Three variants are available for retrieving data:

  1. Default timeout (1 second):

    auto [buffer, ts, metadata] = input_port.get_data();
  2. Custom timeout:

    auto [buffer, ts, metadata] = input_port.get_data(std::chrono::milliseconds(500));
  3. Blocking (waits indefinitely):

    auto [buffer, ts, metadata] = input_port.get_data(composite::blocking);

Each method returns a std::tuple<buffer_type, timestamp, std::optional<metadata>>:

  • If data is available, the tuple contains the data, its timestamp, and any metadata that was associated with it.
  • If no data is received within the timeout (for non-blocking variants), an empty tuple is returned (buffer size will be 0).

Statistics

Input ports track the following metrics (accessible via stats()):

  • packets_transferred: Number of packets successfully received by consumers
  • packets_dropped: Number of packets dropped due to queue overflow
  • bytes_transferred: Total bytes received by consumers
  • max_queue_depth: High-water mark of queue depth
  • last_activity_ns: Timestamp of last receive operation
  • throughput_mbps(): Calculated throughput in megabits per second
  • drop_rate(): Ratio of dropped packets (0.0 to 1.0)

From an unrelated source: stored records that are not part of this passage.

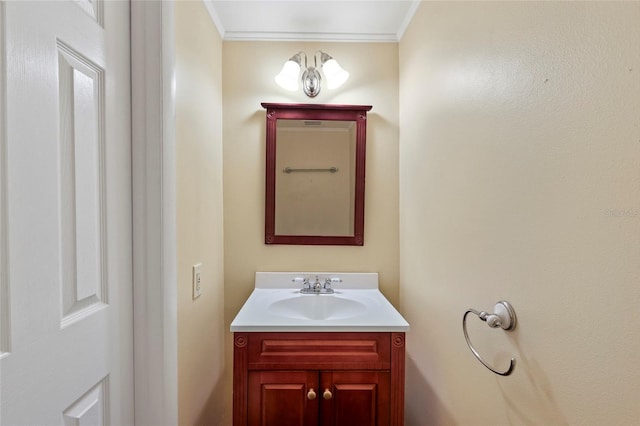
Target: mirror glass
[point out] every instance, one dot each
(315, 174)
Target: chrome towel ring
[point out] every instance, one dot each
(504, 317)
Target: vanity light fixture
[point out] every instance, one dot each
(289, 77)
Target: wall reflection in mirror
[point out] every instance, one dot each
(315, 177)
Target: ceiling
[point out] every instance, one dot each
(312, 20)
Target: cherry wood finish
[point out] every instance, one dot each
(275, 112)
(357, 379)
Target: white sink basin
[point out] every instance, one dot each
(276, 304)
(317, 307)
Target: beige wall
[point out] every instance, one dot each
(519, 159)
(199, 216)
(248, 72)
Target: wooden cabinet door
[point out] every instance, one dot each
(281, 398)
(361, 398)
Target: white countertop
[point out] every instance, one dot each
(276, 304)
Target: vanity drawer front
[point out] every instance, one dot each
(322, 350)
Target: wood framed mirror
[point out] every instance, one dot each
(315, 174)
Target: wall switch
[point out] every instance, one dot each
(197, 280)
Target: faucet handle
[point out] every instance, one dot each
(329, 281)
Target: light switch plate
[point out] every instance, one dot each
(197, 280)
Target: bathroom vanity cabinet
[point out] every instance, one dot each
(318, 378)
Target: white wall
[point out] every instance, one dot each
(199, 216)
(519, 180)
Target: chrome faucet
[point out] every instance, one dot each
(317, 287)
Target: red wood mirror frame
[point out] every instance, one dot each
(318, 112)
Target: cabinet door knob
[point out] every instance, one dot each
(311, 395)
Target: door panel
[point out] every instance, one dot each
(356, 398)
(279, 398)
(68, 211)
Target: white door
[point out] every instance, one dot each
(66, 322)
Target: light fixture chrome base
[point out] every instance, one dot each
(311, 82)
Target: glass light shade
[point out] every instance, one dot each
(288, 77)
(335, 74)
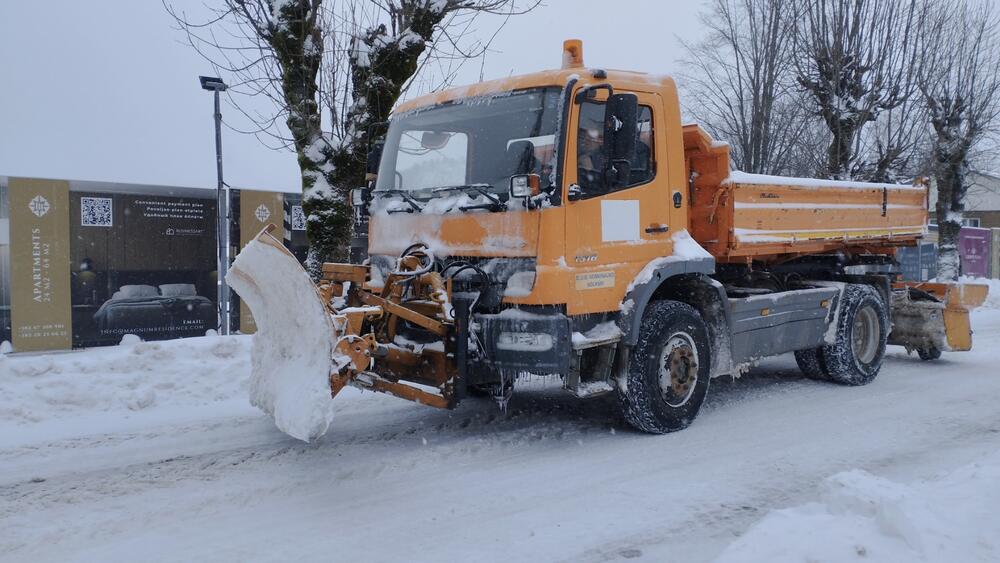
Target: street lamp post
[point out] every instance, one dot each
(216, 85)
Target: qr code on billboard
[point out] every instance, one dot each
(298, 218)
(95, 211)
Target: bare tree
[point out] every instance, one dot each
(961, 87)
(856, 58)
(740, 82)
(352, 57)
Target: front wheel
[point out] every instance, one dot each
(668, 370)
(862, 329)
(928, 354)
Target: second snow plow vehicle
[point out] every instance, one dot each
(566, 223)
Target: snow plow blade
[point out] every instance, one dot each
(934, 317)
(292, 351)
(306, 350)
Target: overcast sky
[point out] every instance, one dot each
(106, 90)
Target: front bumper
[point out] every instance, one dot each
(520, 340)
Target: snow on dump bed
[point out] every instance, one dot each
(293, 347)
(133, 377)
(861, 517)
(737, 177)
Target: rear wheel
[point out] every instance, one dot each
(862, 329)
(668, 370)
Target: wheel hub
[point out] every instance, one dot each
(678, 369)
(865, 335)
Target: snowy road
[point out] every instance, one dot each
(554, 479)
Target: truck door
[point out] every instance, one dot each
(613, 232)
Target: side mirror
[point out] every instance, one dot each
(359, 196)
(525, 185)
(621, 122)
(374, 157)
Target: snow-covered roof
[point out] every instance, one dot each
(133, 188)
(983, 195)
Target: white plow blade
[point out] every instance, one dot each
(293, 346)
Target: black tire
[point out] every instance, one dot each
(672, 331)
(811, 363)
(862, 330)
(928, 354)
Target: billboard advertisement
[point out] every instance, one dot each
(39, 264)
(84, 263)
(143, 265)
(974, 248)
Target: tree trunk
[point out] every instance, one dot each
(950, 176)
(840, 154)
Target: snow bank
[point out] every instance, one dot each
(134, 376)
(863, 517)
(292, 350)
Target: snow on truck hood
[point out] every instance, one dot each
(506, 234)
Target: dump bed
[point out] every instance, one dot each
(737, 216)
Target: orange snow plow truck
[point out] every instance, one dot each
(566, 223)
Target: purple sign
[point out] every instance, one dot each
(974, 247)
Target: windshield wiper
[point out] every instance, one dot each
(406, 197)
(483, 189)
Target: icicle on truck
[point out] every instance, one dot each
(566, 223)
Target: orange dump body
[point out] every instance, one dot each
(741, 217)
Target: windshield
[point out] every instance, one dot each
(476, 143)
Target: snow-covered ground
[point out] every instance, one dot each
(151, 451)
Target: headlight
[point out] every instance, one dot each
(524, 341)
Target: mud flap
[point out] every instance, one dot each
(292, 353)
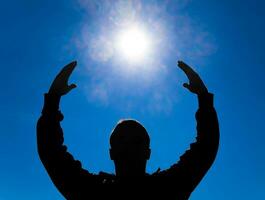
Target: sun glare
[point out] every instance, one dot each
(133, 44)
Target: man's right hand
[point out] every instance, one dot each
(60, 85)
(195, 85)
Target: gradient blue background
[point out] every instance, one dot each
(36, 41)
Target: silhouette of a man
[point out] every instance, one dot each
(129, 150)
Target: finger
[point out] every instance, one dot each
(186, 85)
(68, 69)
(186, 68)
(69, 88)
(72, 86)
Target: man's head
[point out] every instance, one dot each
(129, 150)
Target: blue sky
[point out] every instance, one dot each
(224, 42)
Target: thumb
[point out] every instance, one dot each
(186, 85)
(72, 86)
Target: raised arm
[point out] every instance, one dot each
(65, 172)
(195, 162)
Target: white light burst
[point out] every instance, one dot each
(133, 44)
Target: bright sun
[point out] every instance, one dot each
(133, 44)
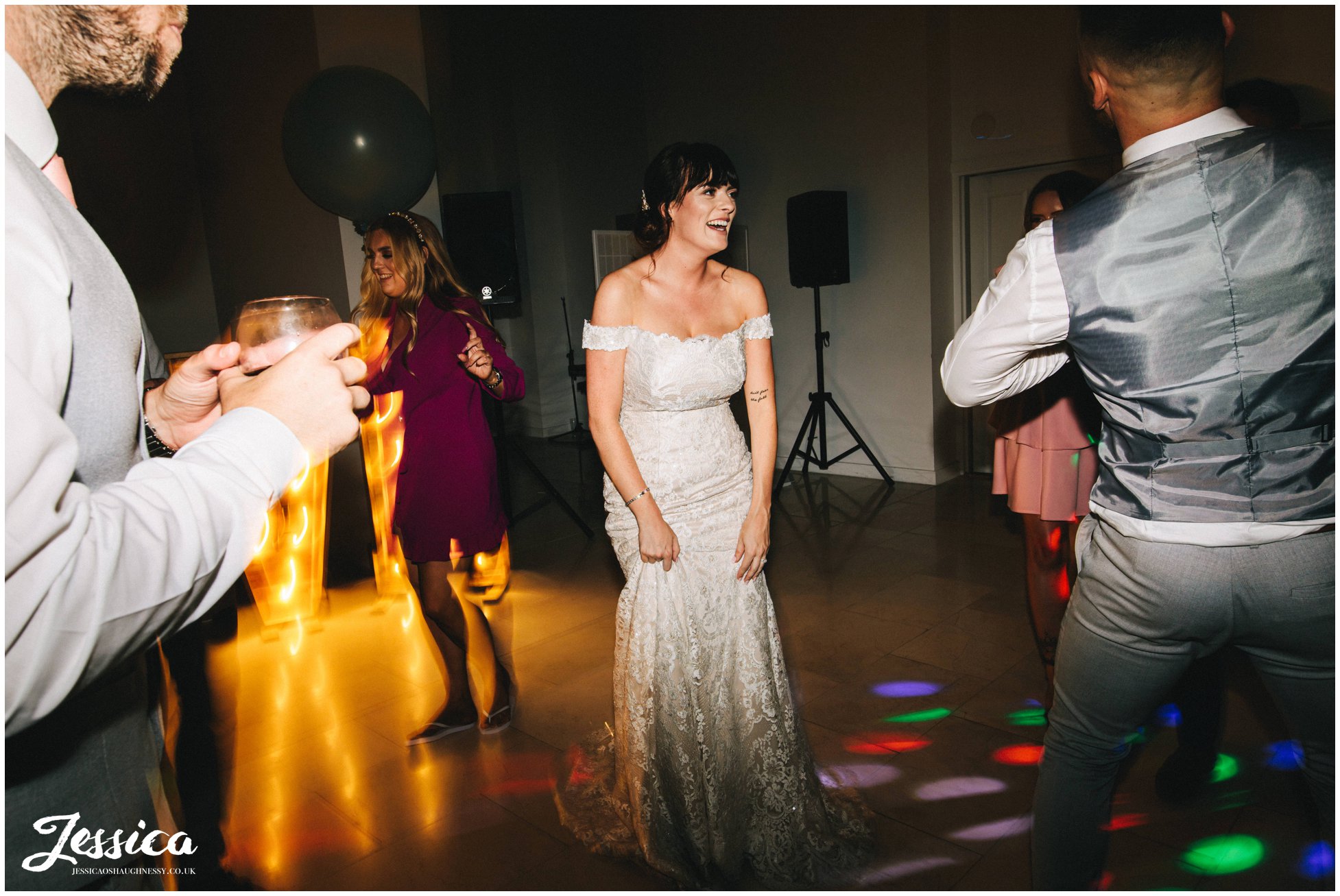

Use reset_stats() to clear all statistics counters.

Backpressure

  • is_full(): Returns true when queue depth equals configured limit
  • available_capacity(): Returns number of packets that can be queued before overflow
  • Allows upstream producers to implement flow control

Overflow Handling

Set a callback to be notified when packets are dropped:

input_port.set_overflow_callback([](std::size_t dropped_count) { // Handle overflow condition (e.g., log warning, alert monitoring system) });

The callback is invoked each time packets are dropped, with the count of dropped packets.

Metadata Association

  • Metadata sent by an output_port is received by the input_port and stored in its internal m_metadata member. This is the "latching" mechanism.
  • When the next data packet is enqueued into the input_port, this latched m_metadata is bundled with that data packet and timestamp into a tuple, which is then added to the queue.
  • Immediately after the latched m_metadata is used to form this tuple, the input_port's internal m_metadata member is reset. This makes the input port ready to latch new metadata for any subsequent data packets.

Transport System

The composite framework provides a transport abstraction layer that allows output ports to publish data to external messaging systems. Transports enable components to send data outside the application to distributed systems, monitoring tools, or remote consumers.

Transport Types

The framework supports multiple transport backends:

  • NATS: Publish-subscribe messaging via NATS server (requires -DCOMPOSITE_USE_NATS=ON)
    • Lightweight, high-performance messaging
    • Subject-based routing and wildcards
    • Quality of service guarantees

Future transport types are planned.

Attaching Transports to Output Ports

Transports are attached to output ports at runtime, allowing components to send data to both connected input ports and external systems simultaneously:

#include <composite/transports/nats/transport.hpp> // In component initialization or via configuration auto transport = std::make_unique<composite::nats::transport>( "nats://localhost:4222", // NATS server URL "sensor.temperature" // Subject/topic to publish to ); // Attach to output port m_output_port.attach_transport(std::move(transport));

Key Features:

  • Parallel Operation: Transports operate alongside port-to-port connections without interference
  • Statistics Tracking: Each transport tracks packets sent, bytes transferred, failures, and throughput
  • Error Handling: Send failures are counted but don't block internal port connections
  • Multiple Transports: A single output port can have multiple transports attached

Transport Interface

All transports implement a common interface (transport_base):

  • send(data, timestamp): Publish data buffer with timestamp to the transport
  • is_connected(): Check if transport is connected to its backend
  • type(): Get transport type enum (e.g., transport_type::nats)
  • endpoint(): Get human-readable endpoint description
  • Statistics: packets_sent(), bytes_sent(), send_failures(), throughput_mbps()
  • reset_stats(): Clear statistics counters

NATS Transport

When built with NATS support, the NATS transport provides:

  • Automatic reconnection on connection failure
  • Subject-based pub/sub with wildcard support
  • Efficient binary data transmission
  • Configurable connection options (timeouts, retries, etc.)

Example Usage:

// Create NATS transport auto nats_transport = std::make_unique<composite::nats::transport>( "nats://nats.example.com:4222", "telemetry.sensor.data" ); // Attach to output port output_port.attach_transport(std::move(nats_transport)); // Data sent via send_data() is now published to both: // 1. Connected input ports (within application) // 2. NATS subject "telemetry.sensor.data" (external consumers)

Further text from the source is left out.